Intelligence artificielle

    IA et Silver Économie : comprendre, anticiper et transformer le bien-vieillir

    Pierre Lefebvre
    6 min de lecture
    IA et Silver Économie : comprendre, anticiper et transformer le bien-vieillir

    Avant-propos

    En décembre, la Communauté d’Agglomération de Béthune-Bruay, Artois Lys Romane organisait la deuxième édition du Salon des solutions pour bien vieillir. J’ai eu le plaisir d’y être invité pour participer à une table ronde consacrée à “L’intelligence artificielle au service des seniors”, aux côtés de Clément Lecat, Docteur en informatique et co-fondateur de Dyscoveri , Nicolas Grondin et Marion Beauvois du GRADeS Inéa, Santé Numérique Hauts-de-France.

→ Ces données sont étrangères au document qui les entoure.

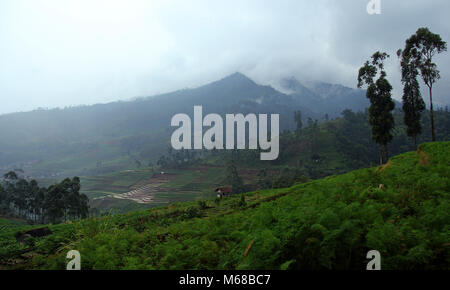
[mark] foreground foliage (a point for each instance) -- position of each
(400, 209)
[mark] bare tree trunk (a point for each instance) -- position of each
(386, 152)
(381, 155)
(433, 136)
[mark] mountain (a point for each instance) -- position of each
(324, 98)
(102, 138)
(106, 137)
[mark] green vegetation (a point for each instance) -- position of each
(61, 201)
(400, 209)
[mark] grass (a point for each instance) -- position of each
(329, 223)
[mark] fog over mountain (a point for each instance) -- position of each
(61, 53)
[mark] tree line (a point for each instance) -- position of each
(416, 59)
(57, 203)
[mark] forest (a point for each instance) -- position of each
(58, 203)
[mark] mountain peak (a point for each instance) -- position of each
(235, 79)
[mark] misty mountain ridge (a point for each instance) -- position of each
(110, 131)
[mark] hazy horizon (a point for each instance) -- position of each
(69, 53)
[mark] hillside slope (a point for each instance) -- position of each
(400, 209)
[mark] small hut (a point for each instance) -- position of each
(223, 192)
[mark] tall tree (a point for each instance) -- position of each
(421, 47)
(413, 104)
(381, 104)
(298, 120)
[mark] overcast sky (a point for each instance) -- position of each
(56, 53)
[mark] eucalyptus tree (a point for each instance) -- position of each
(381, 105)
(413, 104)
(420, 48)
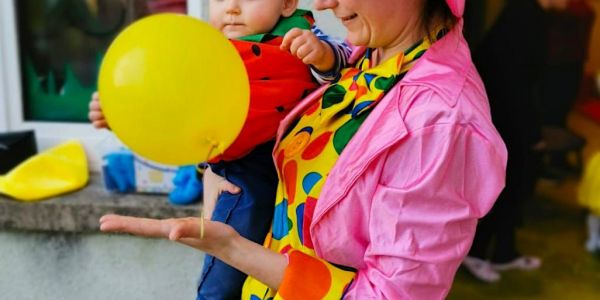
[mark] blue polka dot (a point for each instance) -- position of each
(300, 218)
(309, 181)
(280, 221)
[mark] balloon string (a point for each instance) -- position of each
(213, 145)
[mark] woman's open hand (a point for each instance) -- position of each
(216, 235)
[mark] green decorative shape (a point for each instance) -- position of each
(333, 95)
(386, 83)
(67, 104)
(343, 135)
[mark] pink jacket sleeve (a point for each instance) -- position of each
(433, 187)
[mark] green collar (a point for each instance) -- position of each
(300, 19)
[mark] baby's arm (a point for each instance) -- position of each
(326, 56)
(341, 52)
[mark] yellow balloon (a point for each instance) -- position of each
(174, 89)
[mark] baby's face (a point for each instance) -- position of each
(237, 18)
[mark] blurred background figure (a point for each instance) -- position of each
(510, 59)
(569, 32)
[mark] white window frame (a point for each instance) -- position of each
(48, 134)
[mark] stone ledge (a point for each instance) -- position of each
(79, 211)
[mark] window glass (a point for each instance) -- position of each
(61, 44)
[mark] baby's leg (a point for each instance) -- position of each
(250, 212)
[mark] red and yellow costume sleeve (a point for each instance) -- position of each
(308, 277)
(278, 81)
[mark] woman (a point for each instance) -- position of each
(400, 153)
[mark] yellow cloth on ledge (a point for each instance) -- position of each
(53, 172)
(589, 188)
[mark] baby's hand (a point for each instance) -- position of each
(306, 46)
(95, 114)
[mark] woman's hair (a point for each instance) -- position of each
(436, 13)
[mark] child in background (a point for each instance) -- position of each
(276, 42)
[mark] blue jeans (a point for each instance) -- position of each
(250, 212)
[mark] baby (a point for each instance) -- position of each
(280, 48)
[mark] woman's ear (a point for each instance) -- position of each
(289, 7)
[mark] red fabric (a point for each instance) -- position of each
(278, 81)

    Nous avons échangé sur les apports possibles de l’IA pour le bien-vieillir, mais aussi sur les risques et les points de vigilance, en particulier pour un public moins technophile. Avec une ambition simple : faire en sorte que la technologie reste réellement au service des personnes. Cette invitation a été aussi l’occasion de creuser le sujet en profondeur, de confronter des points de vue, d’apprendre beaucoup… et de donner naissance à cet article.

    J’ai également pu découvrir Dyscours, l’application de Communication Alternative et Augmentée développée par Dyscoveri, qui permet aux personnes privées de langage oral d’exprimer directement leurs besoins et leurs envies. Un enjeu clé aussi pour les publics âgés, souvent confrontés à une perte progressive de la parole.

    Participer à cette table ronde m’a aussi donné envie de faire de ces Carnets de la tech utile un espace où l’on prend le temps d’explorer, secteur par secteur, ce que les technologies et particulièrement l’IA apportent concrètement aux métiers, aux organisations et à nos vies quotidiennes.

    Ce dossier sur la Silver Économie s’inscrit pleinement dans cette démarche.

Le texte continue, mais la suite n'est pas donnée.